There is nothing worse than a leaky pipe and the resulting water damage it causes to a home.  Sometimes the leak is obvious and water gushes out creating a mucky mess in all directions.  Generally this can be cleaned up fairly quickly without long term damage.  Other times the leak is hidden behind a wall or underneath the floor.  The hidden leaks may go on for months, creating long term damage like dry rot and mold.  In the end, the hidden leaks and resulting damage can be extremely costly.  



How do we find those pesky hidden leaks? 

For one, hire a good plumber to inspect the pipes or monitor the main water meter.  If the water isn’t on at the house and the meter is running, there’s probably a leak somewhere.  Or maybe, consider replumbing the home if the pipes are old.  Preventive and corrective actions may be beneficial in identifying and resolving hidden plumbing problems.  

What does a plumber and a leaky pipe have to do with mortgage banking? 

We’ve been writing about secondary market revenue leakage for several weeks now.  We keep revisiting it because the issue continues to grow in size throughout the industry.

We have seen, over and over again, mortgage bankers generating less and less gain-on-sale (GOS) than expected (GOS at time of lock vs. GOS on purchase advice).  The difference between the expected gain and actual gain is what we call “revenue leakage.” 

Let’s revisit a few reasons for “revenue leakage”:

  1. Unaware Of The Issue:  We find some mortgage bankers don’t know they have a problem because they don’t closely monitor changes in GOS.  Often times this occurs when the investor lock price and margin are altered in a company's loan origination system after the loan is purchased. In essence, someone changes the original lock price and gain-on-sale to match the figures on the purchase advice.  If this occurs, there is no way to measure the difference.
  2. Pre-Purchase Issues:   One key reason for leakage is the result of investor pre-purchase conditions.  Pre-purchase conditions occur when there is a guideline violation because of credit, product or compliance issues.  These conditions can cause delays in the loan purchase which  can result in extension fees or even having to resell the loan to another investor at a loss.  
  3. Product Pricing Issues:   Another leakage issue occurs when investors unexpectedly assess a pricing adjustment at loan purchase.   Generally this happens when the characteristics of a locked loan change before the loan is funded.  We find many companies implement a pre-doc prep loan reconciliation to ensure the lock confirmation, underwriting disposition and doc request have same loan characteristics. 
  4. Sloppy Lock Policy and Bad Reporting  Data:  A slopping lock policy or bad pipeline reporting data can result in an over hedged position.  An over hedge position can cause unexpected pair outs of commitments because a company is short loans.  If the market improves, an over hedged position will create hedge losses.   

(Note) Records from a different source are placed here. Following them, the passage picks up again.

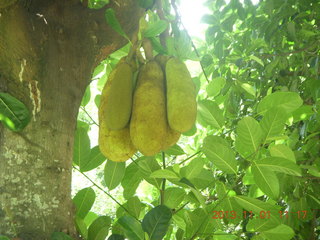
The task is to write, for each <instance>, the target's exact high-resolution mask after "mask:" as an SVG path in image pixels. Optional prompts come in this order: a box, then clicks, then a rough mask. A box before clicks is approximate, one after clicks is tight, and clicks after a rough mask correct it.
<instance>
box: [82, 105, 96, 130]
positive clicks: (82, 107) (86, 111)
mask: <svg viewBox="0 0 320 240" xmlns="http://www.w3.org/2000/svg"><path fill="white" fill-rule="evenodd" d="M81 110H82V111H84V112H85V114H87V116H88V117H89V118H90V119H91V121H92V122H93V124H95V125H97V126H98V127H99V124H98V123H97V122H96V121H95V120H94V119H93V118H92V117H91V116H90V114H89V113H88V112H87V110H86V109H85V108H84V107H81Z"/></svg>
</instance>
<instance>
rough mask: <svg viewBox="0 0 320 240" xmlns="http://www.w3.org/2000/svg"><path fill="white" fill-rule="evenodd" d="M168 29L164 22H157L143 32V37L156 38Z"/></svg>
mask: <svg viewBox="0 0 320 240" xmlns="http://www.w3.org/2000/svg"><path fill="white" fill-rule="evenodd" d="M167 27H168V23H167V22H166V21H164V20H159V21H156V22H154V23H151V24H149V25H148V27H147V28H146V30H145V31H144V33H143V35H144V37H146V38H149V37H156V36H158V35H159V34H160V33H162V32H163V31H165V30H166V29H167Z"/></svg>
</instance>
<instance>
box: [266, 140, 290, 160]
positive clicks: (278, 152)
mask: <svg viewBox="0 0 320 240" xmlns="http://www.w3.org/2000/svg"><path fill="white" fill-rule="evenodd" d="M269 151H270V154H271V156H272V157H281V158H285V159H288V160H290V161H292V162H294V163H295V162H296V157H295V156H294V153H293V151H292V150H291V149H290V148H289V147H288V146H286V145H283V144H279V145H274V146H270V147H269Z"/></svg>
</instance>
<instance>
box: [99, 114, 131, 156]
mask: <svg viewBox="0 0 320 240" xmlns="http://www.w3.org/2000/svg"><path fill="white" fill-rule="evenodd" d="M99 148H100V151H101V153H102V154H103V155H104V156H105V157H106V158H108V159H109V160H111V161H114V162H124V161H126V160H128V159H129V158H131V157H132V156H133V154H134V153H135V152H136V149H135V147H134V146H133V145H132V142H131V139H130V129H129V125H128V126H127V127H125V128H123V129H121V130H110V129H108V127H107V126H106V122H105V121H103V120H100V123H99Z"/></svg>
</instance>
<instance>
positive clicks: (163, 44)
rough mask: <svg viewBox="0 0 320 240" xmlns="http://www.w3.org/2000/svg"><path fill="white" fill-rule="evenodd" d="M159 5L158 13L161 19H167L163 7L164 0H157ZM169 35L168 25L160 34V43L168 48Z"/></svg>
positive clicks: (161, 19)
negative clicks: (161, 32)
mask: <svg viewBox="0 0 320 240" xmlns="http://www.w3.org/2000/svg"><path fill="white" fill-rule="evenodd" d="M156 6H157V14H158V16H159V18H160V19H161V20H164V21H167V19H166V17H165V15H164V12H163V7H162V0H157V2H156ZM168 37H169V28H168V27H167V28H166V30H165V31H164V32H162V33H161V34H160V43H161V45H162V46H163V47H164V48H167V42H166V39H167V38H168Z"/></svg>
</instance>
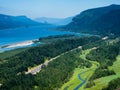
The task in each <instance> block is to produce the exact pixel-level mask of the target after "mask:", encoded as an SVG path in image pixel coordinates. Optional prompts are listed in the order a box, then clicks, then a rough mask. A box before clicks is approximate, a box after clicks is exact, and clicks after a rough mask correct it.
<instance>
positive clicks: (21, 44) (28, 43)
mask: <svg viewBox="0 0 120 90" xmlns="http://www.w3.org/2000/svg"><path fill="white" fill-rule="evenodd" d="M35 41H38V39H35V40H28V41H23V42H16V43H13V44H8V45H5V46H1V47H0V48H15V47H23V46H28V45H32V44H34V43H35Z"/></svg>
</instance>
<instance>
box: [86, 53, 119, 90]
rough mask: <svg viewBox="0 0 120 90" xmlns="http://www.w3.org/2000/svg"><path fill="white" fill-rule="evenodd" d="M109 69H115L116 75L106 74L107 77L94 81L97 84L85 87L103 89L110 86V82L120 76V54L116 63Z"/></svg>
mask: <svg viewBox="0 0 120 90" xmlns="http://www.w3.org/2000/svg"><path fill="white" fill-rule="evenodd" d="M109 69H110V70H114V71H115V73H116V75H111V76H106V77H102V78H99V79H96V80H95V81H94V82H95V86H93V87H91V88H88V89H85V90H102V88H104V87H107V86H108V83H109V82H110V81H111V80H113V79H116V78H118V77H120V55H118V56H117V58H116V61H115V62H114V64H113V65H112V66H110V67H109Z"/></svg>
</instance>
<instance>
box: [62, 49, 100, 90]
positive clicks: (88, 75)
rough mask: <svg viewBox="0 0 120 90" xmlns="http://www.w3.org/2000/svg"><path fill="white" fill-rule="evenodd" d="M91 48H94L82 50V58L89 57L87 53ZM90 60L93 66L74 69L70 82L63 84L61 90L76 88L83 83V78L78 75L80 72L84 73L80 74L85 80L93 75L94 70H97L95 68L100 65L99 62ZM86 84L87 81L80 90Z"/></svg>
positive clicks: (95, 68)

There’s several other sources of GOS leakage that result in a reduction of revenues.  The key is to monitor each loan to ensure there is little or no difference in the expected and actual gain-on-sale.  Just like hidden plumbing leaks in a house, revenue leakage may not be obvious. Sometimes it makes sense to call a “Mortgage Plumber” to tell you the source of the leaks and provide you a specific plan to fix them.